This is the type of portal by which tons of toxic-bacteria-loaded fecal wastes from dogs and cats enter our waterways. Image via Wikipedia
Public hearing at City Hall at 5:30 p.m. tonight (8/18) so the Planning Commission can decide whether to recommend taking pet hens out of the definition of prohibited "livestock" in Salem's land use ordinances. This would allow the City Council to devise a city ordinance on hens without having to treat everything having to do with hens as a land use issue (which requires involving the Planning Commission). So whether you're for or against urban hens, you should be for this proposal, so that the decision on hens goes to the right place (the electeds rather than an unelected land use board). If keeping hens is a land use issue, then keeping dogs and cats with all their attendant problems should be a land use issue too, and should require much more stringent controls and enforcement.
An average dog generates about one-half pound of waste per day, which translates into about 12 tons of untreated waste per day, according to Mary Middleton, a research biologist with the Pacific Shellfish Institutes in Olympia.In addition, one gram of dog waste, which weighs the equivalent of a business card, contains 23 million fecal coliform, almost twice as much as human waste.
All it takes is a hard rain to wash pet waste off streets, sidewalks and lawns into storm drains that empty into lakes, streams and Puget Sound. Once in the water, the bacterial contamination can lead to swimming area and shellfish harvesting closures.
"Pet waste is a concern to shellfish growers," Middleton said. "It's even more of an issue when you have a lot of concrete and impervious surfaces."
In 2000-01, the Thurston County Department of Environmental Health studied sources of bacterial pollution in Henderson Inlet.
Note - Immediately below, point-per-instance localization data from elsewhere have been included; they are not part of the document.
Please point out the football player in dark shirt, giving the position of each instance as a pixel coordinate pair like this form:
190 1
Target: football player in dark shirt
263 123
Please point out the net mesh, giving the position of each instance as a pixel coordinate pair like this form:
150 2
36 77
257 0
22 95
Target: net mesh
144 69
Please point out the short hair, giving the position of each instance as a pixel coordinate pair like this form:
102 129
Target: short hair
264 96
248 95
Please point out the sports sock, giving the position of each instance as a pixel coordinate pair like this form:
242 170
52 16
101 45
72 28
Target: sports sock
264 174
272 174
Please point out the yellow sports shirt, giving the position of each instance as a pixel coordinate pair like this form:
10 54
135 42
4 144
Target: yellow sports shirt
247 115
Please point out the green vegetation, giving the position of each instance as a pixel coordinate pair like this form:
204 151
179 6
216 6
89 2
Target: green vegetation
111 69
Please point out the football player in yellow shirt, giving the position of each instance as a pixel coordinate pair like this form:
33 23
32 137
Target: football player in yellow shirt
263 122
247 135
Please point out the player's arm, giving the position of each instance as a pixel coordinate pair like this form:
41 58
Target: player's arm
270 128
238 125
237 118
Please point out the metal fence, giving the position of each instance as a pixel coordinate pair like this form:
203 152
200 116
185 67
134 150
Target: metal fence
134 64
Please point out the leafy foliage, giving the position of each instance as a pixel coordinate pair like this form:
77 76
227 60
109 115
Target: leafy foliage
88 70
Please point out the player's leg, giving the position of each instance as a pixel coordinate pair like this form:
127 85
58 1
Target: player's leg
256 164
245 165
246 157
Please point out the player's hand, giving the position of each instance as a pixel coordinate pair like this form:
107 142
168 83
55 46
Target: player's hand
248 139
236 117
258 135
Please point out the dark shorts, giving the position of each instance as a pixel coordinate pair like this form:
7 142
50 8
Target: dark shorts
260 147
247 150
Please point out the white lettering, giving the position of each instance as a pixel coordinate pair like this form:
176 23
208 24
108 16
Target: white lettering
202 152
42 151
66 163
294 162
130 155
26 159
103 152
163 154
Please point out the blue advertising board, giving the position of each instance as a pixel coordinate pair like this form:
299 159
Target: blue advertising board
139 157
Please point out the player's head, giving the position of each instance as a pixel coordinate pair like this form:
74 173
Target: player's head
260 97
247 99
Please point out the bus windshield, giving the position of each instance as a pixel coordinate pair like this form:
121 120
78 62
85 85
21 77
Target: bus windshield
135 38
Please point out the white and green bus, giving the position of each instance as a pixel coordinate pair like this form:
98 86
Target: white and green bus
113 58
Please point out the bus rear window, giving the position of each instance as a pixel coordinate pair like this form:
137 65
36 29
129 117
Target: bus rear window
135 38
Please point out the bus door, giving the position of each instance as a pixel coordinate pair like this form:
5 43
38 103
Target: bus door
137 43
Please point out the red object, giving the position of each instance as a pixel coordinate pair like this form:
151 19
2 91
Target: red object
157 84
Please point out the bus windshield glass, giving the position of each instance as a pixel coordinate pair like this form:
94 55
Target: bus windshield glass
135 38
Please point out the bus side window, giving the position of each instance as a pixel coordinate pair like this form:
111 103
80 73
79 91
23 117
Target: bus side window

Failing septic tanks and pet waste turned out to be the main culprits. . . . For years, the message to dog owners has been to either seal their dog's waste in plastic bags and put them in the trash, or flush the waste down the toilet, if you're on a sewer system.
But the . . . the region's sewer utility, recently recommended against customers adding dog and cat waste to the wastewater load.
Pet waste is dry, and hard to move through the sewer system, said LOTT spokeswoman Lisa Dennis-Perez. Also, it contains different bacteria and pathogens than human waste, which could make it harder and more expensive to treat.
"It's not that we've had a problem," Dennis-Perez said. "But that's a huge volume of waste, if everyone started flushing it down the toilet."